Shipyard will need to mark Deckhand revisions with tags when there are successful deploy_site or update_site actions to be able to determine the last known good design. This is related to issue 16 for Shipyard, which utilizes the same need.
Note
Repeated from https://github.com/att-comdev/shipyard/issues/16
When multiple configdocs commits have been done since the last deployment, there is no ready means to determine what’s being done to the site. Shipyard should reject deploy site or update site requests that have had multiple commits since the last site true-up action. An option to override this guard should be allowed for the actions in the form of a parameter to the action.
The configdocs API should provide a way to see what’s been changed since the last site true-up, not just the last commit of configdocs. This might be accommodated by new deckhand tags like the ‘commit’ tag, but for ‘site true-up’ or similar applied by the deploy and update site commands.
The design for issue 16 includes the bare-minimum marking of Deckhand revisions. This design is as follows:
Scenario¶
Multiple commits occur between site actions (deploy_site, update_site) - those actions that attempt to bring a site into compliance with a site design. When this occurs, the current system of being able to only see what has changed between committed and the buffer versions (configdocs diff) is insufficient to be able to investigate what has changed since the last successful (or unsuccessful) site action. To accommodate this, Shipyard needs several enhancements.
Enhancements¶
Deckhand revision tags for site actions
Using the tagging facility provided by Deckhand, Shipyard will tag the end of site actions. Upon completing a site action successfully tag the revision being used with the tag site-action-success, and a body of dag_id:<dag_id>
Upon completion of a site action unsuccessfully, tag the revision being used with the tag site-action-failure, and a body of dag_id:<dag_id>
The completion tags should only be applied upon failure if the site action gets past document validation successfully (i.e. gets to the point where it can start making changes via the other Airship components)

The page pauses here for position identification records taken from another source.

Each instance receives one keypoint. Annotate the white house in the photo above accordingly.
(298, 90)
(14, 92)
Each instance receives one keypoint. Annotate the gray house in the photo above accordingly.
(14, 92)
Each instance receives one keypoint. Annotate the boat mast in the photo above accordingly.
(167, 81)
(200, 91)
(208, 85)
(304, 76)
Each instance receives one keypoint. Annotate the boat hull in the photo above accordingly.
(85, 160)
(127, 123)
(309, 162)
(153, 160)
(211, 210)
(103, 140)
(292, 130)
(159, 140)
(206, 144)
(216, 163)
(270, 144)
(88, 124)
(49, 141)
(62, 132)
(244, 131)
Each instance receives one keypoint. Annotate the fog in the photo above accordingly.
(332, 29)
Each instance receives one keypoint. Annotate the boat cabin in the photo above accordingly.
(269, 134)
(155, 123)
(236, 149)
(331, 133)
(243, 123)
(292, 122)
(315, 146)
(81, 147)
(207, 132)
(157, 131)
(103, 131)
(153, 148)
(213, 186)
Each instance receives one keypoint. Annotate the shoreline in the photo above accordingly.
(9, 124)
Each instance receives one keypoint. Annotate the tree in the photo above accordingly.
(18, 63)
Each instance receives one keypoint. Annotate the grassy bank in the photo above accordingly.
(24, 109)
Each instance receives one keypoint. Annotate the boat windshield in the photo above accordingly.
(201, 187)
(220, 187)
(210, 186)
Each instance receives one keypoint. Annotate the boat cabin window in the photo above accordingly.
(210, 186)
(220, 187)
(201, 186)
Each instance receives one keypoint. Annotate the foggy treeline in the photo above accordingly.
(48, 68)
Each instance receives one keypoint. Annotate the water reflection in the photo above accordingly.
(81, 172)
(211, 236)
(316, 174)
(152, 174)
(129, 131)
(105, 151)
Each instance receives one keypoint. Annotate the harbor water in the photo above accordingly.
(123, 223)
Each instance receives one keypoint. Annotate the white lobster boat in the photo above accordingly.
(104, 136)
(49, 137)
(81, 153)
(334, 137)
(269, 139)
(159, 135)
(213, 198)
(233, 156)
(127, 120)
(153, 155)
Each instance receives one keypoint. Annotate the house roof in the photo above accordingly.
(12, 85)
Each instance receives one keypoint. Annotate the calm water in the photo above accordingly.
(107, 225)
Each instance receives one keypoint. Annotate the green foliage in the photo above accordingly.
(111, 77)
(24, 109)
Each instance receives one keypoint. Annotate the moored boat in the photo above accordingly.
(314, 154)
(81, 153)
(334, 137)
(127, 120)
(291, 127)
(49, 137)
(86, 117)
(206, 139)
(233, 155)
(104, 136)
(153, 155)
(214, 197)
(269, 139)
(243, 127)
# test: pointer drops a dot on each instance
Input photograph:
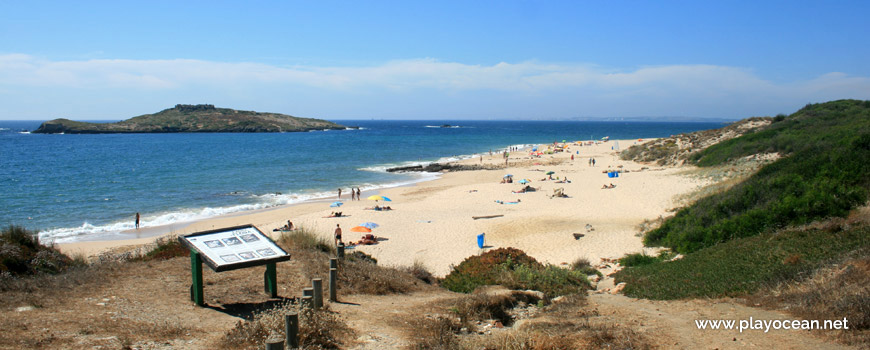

This could result in a single revision having both site-action-success and site-action-failure if a later re-invocation of a site action is successful.
Check for intermediate committed revisions
Upon running a site action, before tagging the revision with the site action tag(s), the dag needs to check to see if there are committed revisions that do not have an associated site-action tag. If there are any committed revisions since the last site action other than the current revision being used (between them), then the action should not be allowed to proceed (stop before triggering validations). For the calculation of intermediate committed revisions, assume revision 0 if there are no revisions with a site-action tag (null case)
If the action is invoked with a parameter of allow-intermediate-commits=true, then this check should log that the intermediate committed revisions check is being skipped and not take any other action.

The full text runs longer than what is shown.